If you are not in the reading mood, here is the video:

What we have in our hands is Palit GeForce GTX 1650 StormX OC model. The only difference to reference spec is that the boost clock is 60 MHz higher, netting in 1725 MHz. The card itself is extremely small with single slot bracket with only one HDMI and one DVI-D ports, which unfortunately precludes you from using it as a cheap multi monitor setup.
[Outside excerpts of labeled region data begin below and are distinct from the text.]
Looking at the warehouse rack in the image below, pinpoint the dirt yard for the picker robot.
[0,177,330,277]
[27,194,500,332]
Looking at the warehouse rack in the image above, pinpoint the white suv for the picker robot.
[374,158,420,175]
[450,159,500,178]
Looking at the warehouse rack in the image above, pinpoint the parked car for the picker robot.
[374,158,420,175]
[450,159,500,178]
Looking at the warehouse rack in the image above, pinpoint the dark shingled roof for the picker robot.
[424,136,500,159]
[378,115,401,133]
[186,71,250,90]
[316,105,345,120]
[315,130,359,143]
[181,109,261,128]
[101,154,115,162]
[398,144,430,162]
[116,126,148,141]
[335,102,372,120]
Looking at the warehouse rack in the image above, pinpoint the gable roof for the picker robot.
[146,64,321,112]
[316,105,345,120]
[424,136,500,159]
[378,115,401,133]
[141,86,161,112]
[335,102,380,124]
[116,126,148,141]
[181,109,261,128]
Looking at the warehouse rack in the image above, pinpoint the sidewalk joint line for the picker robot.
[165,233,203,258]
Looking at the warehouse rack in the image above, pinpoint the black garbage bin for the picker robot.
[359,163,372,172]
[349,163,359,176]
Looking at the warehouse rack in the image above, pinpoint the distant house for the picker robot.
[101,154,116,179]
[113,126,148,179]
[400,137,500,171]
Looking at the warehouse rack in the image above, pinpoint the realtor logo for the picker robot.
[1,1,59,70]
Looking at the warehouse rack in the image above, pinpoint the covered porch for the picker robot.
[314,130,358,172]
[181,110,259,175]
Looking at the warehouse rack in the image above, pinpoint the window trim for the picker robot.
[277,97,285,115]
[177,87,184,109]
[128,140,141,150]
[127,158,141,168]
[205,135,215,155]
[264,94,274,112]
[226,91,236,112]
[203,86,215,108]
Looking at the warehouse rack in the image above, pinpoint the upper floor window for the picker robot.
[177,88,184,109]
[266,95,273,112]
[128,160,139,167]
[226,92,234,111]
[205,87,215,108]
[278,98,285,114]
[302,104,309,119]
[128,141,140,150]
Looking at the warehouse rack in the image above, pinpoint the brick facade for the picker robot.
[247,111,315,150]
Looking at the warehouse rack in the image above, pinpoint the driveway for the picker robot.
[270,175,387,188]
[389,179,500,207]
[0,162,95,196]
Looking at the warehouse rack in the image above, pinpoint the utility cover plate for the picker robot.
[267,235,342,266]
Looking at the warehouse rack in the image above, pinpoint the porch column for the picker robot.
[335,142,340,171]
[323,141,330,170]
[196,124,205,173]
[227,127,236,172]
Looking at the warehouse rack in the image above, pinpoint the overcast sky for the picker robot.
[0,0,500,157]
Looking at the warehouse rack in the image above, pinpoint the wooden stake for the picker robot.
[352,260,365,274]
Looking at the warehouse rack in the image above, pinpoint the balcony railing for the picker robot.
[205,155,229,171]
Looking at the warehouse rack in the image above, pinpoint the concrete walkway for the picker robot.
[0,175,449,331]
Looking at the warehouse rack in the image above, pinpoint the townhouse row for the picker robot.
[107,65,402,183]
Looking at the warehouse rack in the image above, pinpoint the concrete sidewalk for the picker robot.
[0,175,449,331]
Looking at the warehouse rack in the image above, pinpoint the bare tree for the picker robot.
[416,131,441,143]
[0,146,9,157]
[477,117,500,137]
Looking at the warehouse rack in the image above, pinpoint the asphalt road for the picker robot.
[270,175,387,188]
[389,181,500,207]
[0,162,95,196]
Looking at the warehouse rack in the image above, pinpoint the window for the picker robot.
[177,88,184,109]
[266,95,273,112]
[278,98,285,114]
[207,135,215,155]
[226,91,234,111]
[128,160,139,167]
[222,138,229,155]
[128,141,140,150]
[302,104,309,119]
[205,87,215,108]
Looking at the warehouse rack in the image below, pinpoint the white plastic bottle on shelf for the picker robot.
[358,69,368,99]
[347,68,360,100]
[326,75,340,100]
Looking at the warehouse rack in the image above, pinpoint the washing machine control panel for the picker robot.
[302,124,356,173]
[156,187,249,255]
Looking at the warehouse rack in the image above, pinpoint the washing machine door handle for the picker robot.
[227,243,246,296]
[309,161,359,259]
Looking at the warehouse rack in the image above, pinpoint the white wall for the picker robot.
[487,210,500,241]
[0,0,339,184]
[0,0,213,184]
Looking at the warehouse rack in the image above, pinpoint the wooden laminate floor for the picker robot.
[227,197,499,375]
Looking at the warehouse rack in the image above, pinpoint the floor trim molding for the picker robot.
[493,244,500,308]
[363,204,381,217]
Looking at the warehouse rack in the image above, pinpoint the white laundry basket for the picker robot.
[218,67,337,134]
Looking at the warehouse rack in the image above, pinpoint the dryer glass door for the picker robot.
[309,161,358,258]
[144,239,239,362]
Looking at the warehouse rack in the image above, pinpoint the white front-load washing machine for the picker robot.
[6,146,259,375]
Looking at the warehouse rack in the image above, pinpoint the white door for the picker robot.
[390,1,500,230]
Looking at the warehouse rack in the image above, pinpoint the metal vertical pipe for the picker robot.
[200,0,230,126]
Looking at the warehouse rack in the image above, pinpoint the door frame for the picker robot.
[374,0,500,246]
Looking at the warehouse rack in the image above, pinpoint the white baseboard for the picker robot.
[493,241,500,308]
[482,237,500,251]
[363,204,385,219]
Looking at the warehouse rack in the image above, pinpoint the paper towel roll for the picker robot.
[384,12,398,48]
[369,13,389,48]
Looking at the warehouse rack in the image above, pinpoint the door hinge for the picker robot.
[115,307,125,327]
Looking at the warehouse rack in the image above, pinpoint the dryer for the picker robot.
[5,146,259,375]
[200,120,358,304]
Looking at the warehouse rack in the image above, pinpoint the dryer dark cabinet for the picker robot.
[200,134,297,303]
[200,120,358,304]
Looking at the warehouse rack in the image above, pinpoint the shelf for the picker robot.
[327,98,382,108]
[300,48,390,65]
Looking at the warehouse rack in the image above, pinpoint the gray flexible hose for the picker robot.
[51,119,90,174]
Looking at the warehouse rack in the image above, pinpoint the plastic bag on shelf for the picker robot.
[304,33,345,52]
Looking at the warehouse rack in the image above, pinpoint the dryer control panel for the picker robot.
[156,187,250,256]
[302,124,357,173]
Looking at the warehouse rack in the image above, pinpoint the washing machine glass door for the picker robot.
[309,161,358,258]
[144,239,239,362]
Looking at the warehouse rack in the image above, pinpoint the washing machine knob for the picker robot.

The cooling however is still 2 slot, with a small, 70 mm fan and a single block of aluminum without any heatpipes. Dimensions of the card are 145x99x40 mm (or 0.815×0.556×0.226 Bananas) and it left us to wander why Palit haven’t done it in half-high form factor which would have broaden the compatibility with mini-ITX systems.

Banana for scale
Official specs

Unfortunately we had to wait for the official driver as all the other reviewers, and trying to hack our way through, as we did for 1660 Ti, proved to be unsuccessful. The driver disk included in the box was also useless, with quite old drivers that didn’t support the card. It left us to wonder why even bother adding it in. In the end we got the new NVidia 430.39 driver and hurriedly run the tests. Fortunately we already tested the other cards for the comparison with Game Ready 425.31 driver on Nvidia side, and Adrenaline 19.4.2 on AMD side. We have added for comparison MSI GeForce GTX 1050 Ti GAMING 4G, MSI GeForce GTX 1660 Ventus XS 6 GB and Sapphire Radeon RX 570 Nitro+ 4 GB. And some of the tests will be on lowered settings so we can target realistic use cases for the cards. All the relevant in-game settings are in charts.